We also used the infrared images of Bennu obtained with Spitzer to perform a sensitive search for the presence of dust around the asteroid. The majority of near-Earth asteroids do not show any evidence of such extended emission, but there are some exceptions. Most prominent among the exceptions is 3200 Phaethon, which is in the same taxonomic class (B-type) as Bennu. Phaethon is the parent of the Geminid meteor shower, so has clearly shed dust at some point in its recent past. Furthermore, astronomers have detected a brightening of Phaethon when it was 0.14 AU from the Sun, which they interpret as an impulsive release of dust. They further report a dust tail imaged near perihelion passage of Phaethon in 2009 and 2012. Since a dusty coma around Bennu would represent a potential hazard to safe operation of the spacecraft, we used Spitzer to search for a dust coma. Thermal imaging reveals no indication of a dust coma, consistent with Bennu’s asteroidal nature, and we place an upper limit of about one million grams of dust within 4,750 km of Bennu.

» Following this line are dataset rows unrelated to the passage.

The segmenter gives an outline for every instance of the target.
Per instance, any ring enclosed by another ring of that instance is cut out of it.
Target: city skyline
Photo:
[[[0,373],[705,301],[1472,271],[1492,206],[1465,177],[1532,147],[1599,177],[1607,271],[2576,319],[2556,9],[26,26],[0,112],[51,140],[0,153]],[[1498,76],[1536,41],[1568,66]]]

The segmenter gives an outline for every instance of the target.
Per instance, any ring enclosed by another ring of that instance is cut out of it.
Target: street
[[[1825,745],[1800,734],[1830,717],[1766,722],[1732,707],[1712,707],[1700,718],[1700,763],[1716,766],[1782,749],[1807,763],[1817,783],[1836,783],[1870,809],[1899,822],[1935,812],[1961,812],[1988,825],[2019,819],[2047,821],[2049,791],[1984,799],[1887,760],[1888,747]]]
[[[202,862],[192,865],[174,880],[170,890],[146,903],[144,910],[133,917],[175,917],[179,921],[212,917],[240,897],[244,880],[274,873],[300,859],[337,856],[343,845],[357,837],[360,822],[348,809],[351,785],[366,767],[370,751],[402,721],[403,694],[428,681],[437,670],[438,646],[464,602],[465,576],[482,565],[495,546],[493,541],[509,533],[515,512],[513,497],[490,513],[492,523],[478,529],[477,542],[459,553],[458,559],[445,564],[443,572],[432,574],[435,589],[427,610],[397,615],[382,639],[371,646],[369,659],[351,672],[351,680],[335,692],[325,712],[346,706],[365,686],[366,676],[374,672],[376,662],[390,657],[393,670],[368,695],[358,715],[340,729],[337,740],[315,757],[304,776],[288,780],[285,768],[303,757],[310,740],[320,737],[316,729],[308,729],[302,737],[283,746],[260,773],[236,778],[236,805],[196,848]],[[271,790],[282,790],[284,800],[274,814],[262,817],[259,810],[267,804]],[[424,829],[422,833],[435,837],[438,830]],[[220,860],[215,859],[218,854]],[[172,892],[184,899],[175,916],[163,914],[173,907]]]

The results of this investigation are critical to OSIRIS-REx mission success. The direct measurement of thermal flux and the derived thermal inertia values provide explicit input into the mission asteroid thermal model. This product is included in the mission Environmental Requirements Document and is used by the teams developing the science instruments and the spacecraft to verify instrument performance in a relevant environment. In addition, the constraint on grain size played a major role in the design of the sample acquisition mechanism, which is capable of ingesting particles several centimeters in diameter. Determination of the low values for the geometric and bond albedos confirms our spectral analyses suggesting that Bennu is related to primitive carbonaceous chondrites. Furthermore these parameters feed into the design of the camera systems and the science lidar instrument. Finally, the lack of dust detection indicates a low risk of spacecraft hazards in the vicinity of Bennu. The upper limit for dust detection informs the mission search strategy; we will make sure the operational area around Bennu is clear prior to beginning proximity operations.
The surface of Bennu will be revealed to humankind when the OSIRIS-REx spacecraft arrives in 2018 and begins its exhaustive characterization in preparation for sampling. Analysis of the thermal observations strongly suggests that OSIRIS-REx will send back images of a surface unlike any that we have seen in previous missions. There is little doubt that Bennu will surprise us as we explore this small asteroid in ever increasing detail over the next decade, and on into the future with continued investigations using the returned sample. Indeed, the results and predictions presented here will be put to the test as images of the surface of Bennu are returned, and even more directly by the detailed thermophysical analysis that will be enabled by high spatial resolution observations with the OSIRIS-REx Thermal Emission Spectrometer (OTES). Along with detailed characterization of Bennu itself, those spacecraft results will provide ground-truth calibration to telescopic observations like those presented here, enhancing understanding of the wider asteroid population.